I noticed that if we get the numbers $4$, $5$, $6$ and $7$, they have an interesting property!
$$4 \times 5 + 67 = 45 + 6 \times 7\tag*{= 87.}$$
I then conjectured that these were the only four consecutive positive integers with this property.
Hmm...
Let the four integers be $n$, $n+1$, $n+2$ and $n+3$. Then we have $$\begin{align} &n(n+1) + (n+2)\| (n+3) \\ =\;&n\| (n+1) + (n+2)(n+3).\tag{$\|\;\small{ \rm stands\;for}\;concatenation$}\end{align}$$ Or $$\begin{align} (n+2)\|(n+3)-n\|(n+1)&=(n+2)(n+3)-n(n+1) \\ &=n^2 + 5n + 6 - n^2 - n \\ &= 4n+ 6 \\ &= 2(2n+3).\end{align}$$
Now this is when I noticed that if $n=4$ then $2(2n+3)=22$. I may be able to reach $22$ like so:
$$\begin{align}(n+2)\|(n+3)-n\|(n+1)&=(n+2-n)\|(n+3-n-1)\\ &=2\|2 \\ &= 22\end{align}$$
If that is true, then this happens: $$\begin{align}22 &= 2(2n+3)\\ \Leftrightarrow \; 11 &= 2n+3 \\ \Leftrightarrow \; \phantom{1}8 &= 2n \\ \\ \therefore \; n &= 4.\end{align}$$ This is my desired result, thus proving the conjecture. But is the equation in the second sandbox true?

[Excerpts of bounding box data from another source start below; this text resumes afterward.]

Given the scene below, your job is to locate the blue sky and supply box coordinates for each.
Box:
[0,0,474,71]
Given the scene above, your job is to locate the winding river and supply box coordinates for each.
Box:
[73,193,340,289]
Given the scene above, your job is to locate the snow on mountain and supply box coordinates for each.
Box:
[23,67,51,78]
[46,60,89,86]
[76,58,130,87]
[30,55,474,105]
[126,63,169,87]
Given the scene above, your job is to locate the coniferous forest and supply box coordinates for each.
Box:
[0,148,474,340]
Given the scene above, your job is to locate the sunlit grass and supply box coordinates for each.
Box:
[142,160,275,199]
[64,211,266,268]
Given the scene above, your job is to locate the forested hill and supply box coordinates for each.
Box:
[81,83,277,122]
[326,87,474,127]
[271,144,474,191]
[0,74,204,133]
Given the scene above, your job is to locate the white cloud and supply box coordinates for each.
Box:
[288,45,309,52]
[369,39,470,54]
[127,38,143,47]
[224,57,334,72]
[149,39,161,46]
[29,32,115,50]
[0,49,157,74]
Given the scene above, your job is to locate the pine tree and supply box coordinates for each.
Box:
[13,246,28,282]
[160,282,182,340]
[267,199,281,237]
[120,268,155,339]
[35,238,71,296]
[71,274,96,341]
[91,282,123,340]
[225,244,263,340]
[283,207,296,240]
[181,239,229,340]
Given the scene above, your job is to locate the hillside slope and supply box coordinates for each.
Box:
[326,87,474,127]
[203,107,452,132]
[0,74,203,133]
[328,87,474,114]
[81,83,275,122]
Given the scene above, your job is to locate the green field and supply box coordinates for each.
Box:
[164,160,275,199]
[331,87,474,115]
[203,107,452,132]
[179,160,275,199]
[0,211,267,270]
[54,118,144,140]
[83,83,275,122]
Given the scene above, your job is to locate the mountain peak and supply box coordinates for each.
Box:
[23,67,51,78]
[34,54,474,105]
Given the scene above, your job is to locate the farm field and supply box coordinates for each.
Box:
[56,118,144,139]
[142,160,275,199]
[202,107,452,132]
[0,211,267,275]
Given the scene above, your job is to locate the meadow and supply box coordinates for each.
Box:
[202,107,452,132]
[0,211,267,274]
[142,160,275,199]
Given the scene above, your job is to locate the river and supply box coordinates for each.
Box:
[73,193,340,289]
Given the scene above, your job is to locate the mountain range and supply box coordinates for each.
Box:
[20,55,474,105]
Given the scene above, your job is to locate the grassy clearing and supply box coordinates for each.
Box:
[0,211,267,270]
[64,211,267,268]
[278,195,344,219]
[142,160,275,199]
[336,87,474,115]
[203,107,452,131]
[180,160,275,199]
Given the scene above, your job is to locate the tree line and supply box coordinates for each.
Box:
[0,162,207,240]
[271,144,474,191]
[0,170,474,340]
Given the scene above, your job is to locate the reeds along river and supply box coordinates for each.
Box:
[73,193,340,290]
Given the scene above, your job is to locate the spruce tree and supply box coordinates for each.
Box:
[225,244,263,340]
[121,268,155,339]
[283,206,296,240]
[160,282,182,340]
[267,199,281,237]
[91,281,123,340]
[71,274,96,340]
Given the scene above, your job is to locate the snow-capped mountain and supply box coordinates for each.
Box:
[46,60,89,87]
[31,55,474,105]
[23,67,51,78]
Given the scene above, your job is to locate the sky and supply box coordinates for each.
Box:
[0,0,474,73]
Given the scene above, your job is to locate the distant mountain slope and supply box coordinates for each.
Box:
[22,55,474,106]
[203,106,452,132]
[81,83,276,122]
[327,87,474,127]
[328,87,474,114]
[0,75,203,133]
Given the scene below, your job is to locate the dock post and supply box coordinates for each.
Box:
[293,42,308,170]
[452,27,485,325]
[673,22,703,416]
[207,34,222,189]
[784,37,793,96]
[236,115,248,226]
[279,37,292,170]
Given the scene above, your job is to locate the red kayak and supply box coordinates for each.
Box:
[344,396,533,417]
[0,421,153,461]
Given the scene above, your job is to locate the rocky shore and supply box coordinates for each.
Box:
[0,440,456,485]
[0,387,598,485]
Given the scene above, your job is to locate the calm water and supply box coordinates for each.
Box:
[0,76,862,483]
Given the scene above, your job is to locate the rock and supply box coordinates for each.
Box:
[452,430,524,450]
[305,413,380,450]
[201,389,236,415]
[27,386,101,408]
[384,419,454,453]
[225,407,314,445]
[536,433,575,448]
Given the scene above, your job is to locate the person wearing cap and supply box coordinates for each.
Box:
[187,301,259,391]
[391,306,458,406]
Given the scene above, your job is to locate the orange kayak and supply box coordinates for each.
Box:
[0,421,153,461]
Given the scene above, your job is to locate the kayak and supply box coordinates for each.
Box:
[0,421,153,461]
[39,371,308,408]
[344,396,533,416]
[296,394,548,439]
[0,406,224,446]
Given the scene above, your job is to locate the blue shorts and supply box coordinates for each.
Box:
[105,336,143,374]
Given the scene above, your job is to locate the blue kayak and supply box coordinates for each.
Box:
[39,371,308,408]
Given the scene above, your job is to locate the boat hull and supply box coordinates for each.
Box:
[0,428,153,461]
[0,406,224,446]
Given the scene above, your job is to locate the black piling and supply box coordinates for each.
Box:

How does one subtract from concatenation?
This, in particular, is new to me; I would mostly appreciate a full, explanatory answer.
Thank you in advance.
We have the following cases:
$n+1,n+3$ both have $k\ge1$ digits; then$$(n+2)||(n+3)-n||(n+1)=10^k(n+2)+(n+3)-10^k(n)-(n+1)\\=2(1+10^k)$$For solutions to your problem in this case,$$2n+3=1+10^k$$You can get infinitely many solutions $\{4,49,499,4999,...\}=\{10^k/2-1:k\in\Bbb N\}$ using different $k$, meaning that the solution is not unique.
$n+3$ has $k+1$ digits and $n+1$ has $k\ge1$ digits; then $$(n+2)||(n+3)-n||(n+1)=10^{k+1}(n+2)+(n+3)-10^k(n)-(n+1)\\=2+10^k(9n+20)$$The solutions are given by$$2n+3=1+10^{k-1}(45n+100)$$Note that $10^{k-1}(45n+100)\ge45n+100>2n+3$, so there is no solution in this case.